# I must be crazy



## Davidfd85 (Jul 4, 2011)

I was kidding around with my fiance the other day telling her I'm going to tear down my newly completed 10' X 14' X 33" HO around the room layout and rebuild it in N scale. She came back with why not just put an N scale layout in the middle of the room.

Well I just checked for the heck of it but I could put a nice little 15" X 4' switching layout right in the middle of the room. 

Am I crazy or would this work with that much room ? That is leaving a 24" walkway all the way around it also. I'm using a NCE DCC so I could just expand that to both layouts I think too.

Need some opinions on this idea to help me decide.

Thanks
David


----------



## flyboy2610 (Jan 20, 2010)

We're all crazy. That's why we're _here!!_:laugh:


----------



## shaygetz (Sep 23, 2007)

Why not?


----------



## DonR (Oct 18, 2012)

Nothing wrong with a layout in the middle of the room, but you do give up
that appearance of trains running on a 'more distant' track.

I made the mistake of leaving only about 18" for an 'aisle'
in one part of my layout. I can't even turn around in that.

Make sure, if you go the center room route, that your passage
ways will permit you to move without brushing against buildings
and other layout parts.

Don


----------



## fcwilt (Sep 27, 2013)

Lie down for a bit - perhaps this madness will pass.


----------



## CTValleyRR (Jul 26, 2014)

Why not? You can never have too many layouts.

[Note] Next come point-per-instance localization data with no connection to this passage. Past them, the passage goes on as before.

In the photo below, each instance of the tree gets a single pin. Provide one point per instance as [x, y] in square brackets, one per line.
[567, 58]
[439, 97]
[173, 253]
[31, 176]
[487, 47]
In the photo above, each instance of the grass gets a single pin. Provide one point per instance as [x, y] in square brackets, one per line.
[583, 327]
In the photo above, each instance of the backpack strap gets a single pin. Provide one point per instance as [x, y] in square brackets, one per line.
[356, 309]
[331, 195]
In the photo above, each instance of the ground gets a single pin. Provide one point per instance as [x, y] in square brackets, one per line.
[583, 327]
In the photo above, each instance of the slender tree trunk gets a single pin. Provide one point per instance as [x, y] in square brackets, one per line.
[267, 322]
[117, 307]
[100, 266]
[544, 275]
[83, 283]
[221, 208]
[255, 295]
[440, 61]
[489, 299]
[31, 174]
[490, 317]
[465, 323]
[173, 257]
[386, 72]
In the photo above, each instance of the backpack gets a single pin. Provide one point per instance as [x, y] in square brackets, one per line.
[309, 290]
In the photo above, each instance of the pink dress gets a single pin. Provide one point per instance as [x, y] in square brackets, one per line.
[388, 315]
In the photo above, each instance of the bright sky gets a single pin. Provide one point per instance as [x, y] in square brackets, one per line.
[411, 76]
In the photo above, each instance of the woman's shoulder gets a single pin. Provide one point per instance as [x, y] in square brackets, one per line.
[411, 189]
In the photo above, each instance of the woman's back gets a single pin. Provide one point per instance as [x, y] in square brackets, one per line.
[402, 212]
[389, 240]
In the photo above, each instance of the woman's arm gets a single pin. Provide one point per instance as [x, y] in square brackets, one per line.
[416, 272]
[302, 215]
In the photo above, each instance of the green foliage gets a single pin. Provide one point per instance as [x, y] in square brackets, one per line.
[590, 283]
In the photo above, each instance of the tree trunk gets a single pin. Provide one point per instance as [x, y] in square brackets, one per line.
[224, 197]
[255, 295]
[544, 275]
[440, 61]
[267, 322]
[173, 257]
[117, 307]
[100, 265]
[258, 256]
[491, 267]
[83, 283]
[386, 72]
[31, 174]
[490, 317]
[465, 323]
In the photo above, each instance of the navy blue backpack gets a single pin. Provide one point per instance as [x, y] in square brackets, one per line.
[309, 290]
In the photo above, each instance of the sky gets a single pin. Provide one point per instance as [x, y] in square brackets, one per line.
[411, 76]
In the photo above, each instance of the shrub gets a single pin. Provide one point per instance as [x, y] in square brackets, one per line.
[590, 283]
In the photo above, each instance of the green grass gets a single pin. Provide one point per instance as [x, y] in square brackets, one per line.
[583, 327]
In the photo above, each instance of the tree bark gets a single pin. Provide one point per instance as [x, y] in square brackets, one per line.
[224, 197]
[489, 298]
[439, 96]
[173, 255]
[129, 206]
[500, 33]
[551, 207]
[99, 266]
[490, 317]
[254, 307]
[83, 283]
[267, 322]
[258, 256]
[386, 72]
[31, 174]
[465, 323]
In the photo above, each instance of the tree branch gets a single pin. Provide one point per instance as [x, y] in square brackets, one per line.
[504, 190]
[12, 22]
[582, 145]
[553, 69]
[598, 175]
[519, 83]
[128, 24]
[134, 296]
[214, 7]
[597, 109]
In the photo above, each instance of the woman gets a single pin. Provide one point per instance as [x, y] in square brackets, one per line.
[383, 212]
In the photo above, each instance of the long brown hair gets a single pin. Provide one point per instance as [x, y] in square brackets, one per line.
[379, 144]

I have my layout (granted in an unfinished state), my son's (also undergoing major modification), and as of last count, 3 dioramas (non-operating) that I made to experiment with various scenery techniques.

You could pass a set of bus wires from the main layout underneath a piece of carpet or foam padding to avoid a trip hazard. I think your NCE system should be able to handle that just fine.


----------



## fcwilt (Sep 27, 2013)

CTValleyRR said:


> Why not? You can never have too many layouts.


It depends on how much free time you have, how much money to spend on the hobby and if you want a layout that makes folks say "wow!".


----------



## CTValleyRR (Jul 26, 2014)

fcwilt said:


> It depends on how much free time you have, how much money to spend on the hobby and if you want a layout that makes folks say "wow!".


And yet I work full time, am an Assistant Scoutmaster with a local Boy Scout troop, and am on a very limited budget due to current and pending college tuition payments. I find the time, although I sometimes have to wait a few months for the budget to catch up.

Does my layout make people go "wow"? Don't know.... and don't really care. That's not it's purpose -- it's purpose is so that I can have fun, often with my youngest son -- and for that it is more than sufficient. But part of the fun for us is in the creative process -- building, painting, and adding scenery or details, so we'd just as soon not come to the end of that road.


----------



## A&NRR (Aug 2, 2015)

I agree with Don, make sure you have plenty of room to move around your layout, especially during building. My last layout several years ago, I had 24" wide aisles in some areas and hated it. I personally like 3' walkways you have room to move without looking like Godzilla stalking the landscape.


----------